Still, readership is declining. Comic-book publishers are having a hard time, in particular, catching the attention of younger readers, who either are tuned in to a plethora of other media -- video games, movies, music, social networks -- or would rather get their fix of the action characters free online.
Shane Coleman, a clerk at Golden Apple Comics on Melrose Avenue in Los Angeles, says he sees few from the high-school-and-younger crowd saunter in. The younger customers who do drop in look mainly for horror stories or the Japanese comics known as manga.
"You tend to see more people my age come in," said Coleman, an avid collector who, at age 30, considers himself somewhat old-school.
For some readers, the waiting-for-Wednesday tradition is waning. "Zero-day comics," as they are referred to when they are available online the same day the paper copy hits store shelves, appeal to a younger generation used to getting news, music and movies instantly.
The piracy may start simply enough.
A friend of a friend of the artist or writer will get an advance copy and scan it online, said Ryan Liebowitz, owner of Golden Apple Comics.
And, Coleman said, "a lot of the younger generation, they want it now. They don't care if they have it in their hands."
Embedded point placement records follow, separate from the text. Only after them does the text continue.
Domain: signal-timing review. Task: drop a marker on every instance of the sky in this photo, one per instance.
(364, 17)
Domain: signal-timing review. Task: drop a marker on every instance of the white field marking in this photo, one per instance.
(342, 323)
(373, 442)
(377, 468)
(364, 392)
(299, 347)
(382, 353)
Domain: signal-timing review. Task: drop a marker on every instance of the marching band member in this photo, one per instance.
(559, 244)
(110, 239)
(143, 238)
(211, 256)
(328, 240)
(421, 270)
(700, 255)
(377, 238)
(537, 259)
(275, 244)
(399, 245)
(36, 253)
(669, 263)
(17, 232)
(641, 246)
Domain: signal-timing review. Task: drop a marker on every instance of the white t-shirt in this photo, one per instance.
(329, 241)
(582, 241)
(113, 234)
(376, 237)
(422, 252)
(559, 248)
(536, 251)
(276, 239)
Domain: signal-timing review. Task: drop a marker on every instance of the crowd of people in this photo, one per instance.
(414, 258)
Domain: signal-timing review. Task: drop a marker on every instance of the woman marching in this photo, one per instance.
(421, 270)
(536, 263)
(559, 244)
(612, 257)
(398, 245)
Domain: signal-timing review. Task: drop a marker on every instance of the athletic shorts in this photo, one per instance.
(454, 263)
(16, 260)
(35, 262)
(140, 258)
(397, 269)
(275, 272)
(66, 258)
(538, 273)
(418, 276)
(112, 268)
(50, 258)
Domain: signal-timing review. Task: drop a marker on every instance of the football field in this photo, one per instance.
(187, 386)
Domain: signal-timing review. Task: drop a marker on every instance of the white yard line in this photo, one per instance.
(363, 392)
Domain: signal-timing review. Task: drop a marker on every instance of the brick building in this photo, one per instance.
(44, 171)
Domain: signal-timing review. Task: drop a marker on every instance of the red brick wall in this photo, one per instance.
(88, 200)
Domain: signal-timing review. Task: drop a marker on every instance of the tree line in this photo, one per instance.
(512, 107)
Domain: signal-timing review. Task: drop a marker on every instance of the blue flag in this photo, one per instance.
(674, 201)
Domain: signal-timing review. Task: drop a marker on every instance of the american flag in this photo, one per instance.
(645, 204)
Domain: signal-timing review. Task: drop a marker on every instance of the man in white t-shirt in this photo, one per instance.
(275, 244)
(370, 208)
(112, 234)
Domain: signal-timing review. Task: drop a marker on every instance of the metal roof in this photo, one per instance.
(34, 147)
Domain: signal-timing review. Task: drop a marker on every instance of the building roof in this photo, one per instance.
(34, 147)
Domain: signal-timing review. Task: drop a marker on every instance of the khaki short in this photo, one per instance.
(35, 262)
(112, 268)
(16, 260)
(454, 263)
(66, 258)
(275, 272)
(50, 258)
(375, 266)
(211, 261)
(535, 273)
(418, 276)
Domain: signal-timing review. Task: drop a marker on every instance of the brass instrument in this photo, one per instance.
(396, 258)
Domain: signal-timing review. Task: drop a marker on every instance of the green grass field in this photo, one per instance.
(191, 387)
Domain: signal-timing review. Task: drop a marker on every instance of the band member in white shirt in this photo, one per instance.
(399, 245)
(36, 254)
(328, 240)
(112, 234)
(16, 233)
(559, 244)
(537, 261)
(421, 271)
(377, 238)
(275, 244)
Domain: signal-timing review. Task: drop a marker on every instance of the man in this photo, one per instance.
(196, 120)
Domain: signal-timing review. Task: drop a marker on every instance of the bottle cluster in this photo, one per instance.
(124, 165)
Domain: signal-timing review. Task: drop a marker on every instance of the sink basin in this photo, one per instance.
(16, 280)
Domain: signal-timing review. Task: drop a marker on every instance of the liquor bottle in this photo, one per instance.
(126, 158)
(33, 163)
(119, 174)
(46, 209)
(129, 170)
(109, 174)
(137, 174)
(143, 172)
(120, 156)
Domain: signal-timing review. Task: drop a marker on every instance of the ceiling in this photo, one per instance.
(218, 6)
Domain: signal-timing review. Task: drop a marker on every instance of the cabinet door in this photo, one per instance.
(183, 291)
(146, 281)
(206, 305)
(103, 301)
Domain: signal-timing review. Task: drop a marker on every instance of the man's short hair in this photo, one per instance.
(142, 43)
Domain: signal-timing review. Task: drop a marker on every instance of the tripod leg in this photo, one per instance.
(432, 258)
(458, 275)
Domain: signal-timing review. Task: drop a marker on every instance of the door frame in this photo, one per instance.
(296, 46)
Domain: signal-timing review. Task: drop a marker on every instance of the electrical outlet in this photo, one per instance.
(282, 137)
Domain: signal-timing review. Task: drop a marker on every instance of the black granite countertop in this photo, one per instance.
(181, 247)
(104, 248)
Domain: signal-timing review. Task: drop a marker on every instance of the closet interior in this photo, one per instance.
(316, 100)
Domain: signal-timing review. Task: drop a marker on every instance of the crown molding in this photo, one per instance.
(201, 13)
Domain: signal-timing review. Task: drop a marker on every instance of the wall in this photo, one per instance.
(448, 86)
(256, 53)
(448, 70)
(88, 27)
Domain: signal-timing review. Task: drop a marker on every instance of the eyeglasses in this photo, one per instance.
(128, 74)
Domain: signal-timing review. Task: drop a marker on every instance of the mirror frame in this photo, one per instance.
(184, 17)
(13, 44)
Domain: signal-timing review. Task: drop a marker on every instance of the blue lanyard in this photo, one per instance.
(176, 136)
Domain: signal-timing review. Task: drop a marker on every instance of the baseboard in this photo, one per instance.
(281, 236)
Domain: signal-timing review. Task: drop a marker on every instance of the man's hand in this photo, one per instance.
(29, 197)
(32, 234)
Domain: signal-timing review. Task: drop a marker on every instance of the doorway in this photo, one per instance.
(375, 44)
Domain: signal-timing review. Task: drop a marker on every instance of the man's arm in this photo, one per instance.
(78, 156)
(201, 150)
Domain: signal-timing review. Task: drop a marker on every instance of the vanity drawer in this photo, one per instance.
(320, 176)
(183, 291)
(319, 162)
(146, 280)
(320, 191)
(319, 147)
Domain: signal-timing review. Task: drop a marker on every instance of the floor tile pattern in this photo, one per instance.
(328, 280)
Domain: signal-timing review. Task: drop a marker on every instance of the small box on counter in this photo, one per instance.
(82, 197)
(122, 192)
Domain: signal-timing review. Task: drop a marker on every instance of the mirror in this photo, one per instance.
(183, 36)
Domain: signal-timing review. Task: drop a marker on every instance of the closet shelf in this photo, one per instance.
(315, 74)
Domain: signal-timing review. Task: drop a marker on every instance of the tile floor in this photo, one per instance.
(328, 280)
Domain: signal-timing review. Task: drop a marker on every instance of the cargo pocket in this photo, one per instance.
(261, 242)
There are multiple-image readers and formats for passing around comics. Users typically scan the files, turn them into readable formats and upload them onto sites such as Pirate Bay, www.thepiratebay.org, for users of the BitTorrent protocol.
These sites work by breaking a large file into smaller pieces stored on different users' computers. When a user wants to download a specific file, BitTorrent searches around the Web for the fragments and pieces them back together, allowing for the faster transmission of large files.